For Meta setup, webhook verification, signed POSTs, cards/buttons, and limits, see WhatsApp Bots.
Teams
Teams is different from the generated webhook adapters. It uses the Microsoft 365 Agents SDK for endpoint routing, authentication, activity deserialization, attachments, and proactive conversation endpoints. HPD takes over after the SDK has produced a turn.
using HPD.Agent.Bots.Teams;
builder.AddTeamsBot(options =>
{
options.AppId = builder.Configuration["Teams:AppId"]!;
options.AppPassword = builder.Configuration["Teams:AppPassword"];
options.AppTenantId = builder.Configuration["Teams:TenantId"];
options.AppType = "SingleTenant";
options.AgentId = agentId;
});
var app = builder.Build();
app.MapTeamsBot();Exactly one Teams auth method must be configured:
AppPasswordfor client-secret authentication.Certificatefor certificate authentication.Federatedfor workload identity.

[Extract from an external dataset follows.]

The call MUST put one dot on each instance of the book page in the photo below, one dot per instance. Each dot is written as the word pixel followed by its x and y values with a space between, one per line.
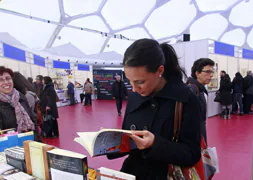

AppTenantId is required for single-tenant bots. The host also needs the Microsoft 365 Agents SDK configuration sections such as token validation and service connections. Teams file uploads are downloaded by the Agents SDK attachment downloader and surfaced as HPD input files before the agent run.
Graph-backed Teams history is opt-in:
builder.Services.AddTeamsGraphHistory(graphClient);Use that only when the host already has a configured GraphServiceClient.
For Agents SDK configuration, Teams auth modes, capabilities, and troubleshooting, see Teams Bots.
Sessions And Thread Keys
Each adapter turns platform identity into a thread key:
- Slack: channel id plus thread timestamp.
- Discord: interaction, channel, or thread identity depending on event source.
- Telegram: chat id plus optional message thread id.
- WhatsApp: phone number id plus user WhatsApp id.
- Teams: conversation id plus service URL.
PlatformSessionMapper maps that key to an HPD session and branch. The first message creates the HPD session and branch; later messages in the same platform thread reuse them.
Permissions And Streaming
Bot adapters project HPD runtime output into platform-native responses. Text deltas may become message edits, native streams, buffered posts, or final messages depending on the adapter. Cards and permission requests are also platform-specific.
Do not assume all platforms expose the same permission interaction. Slack currently has the richest button-oriented flow. Other adapters may render simpler controls, deny automatically, or require platform-specific action handling.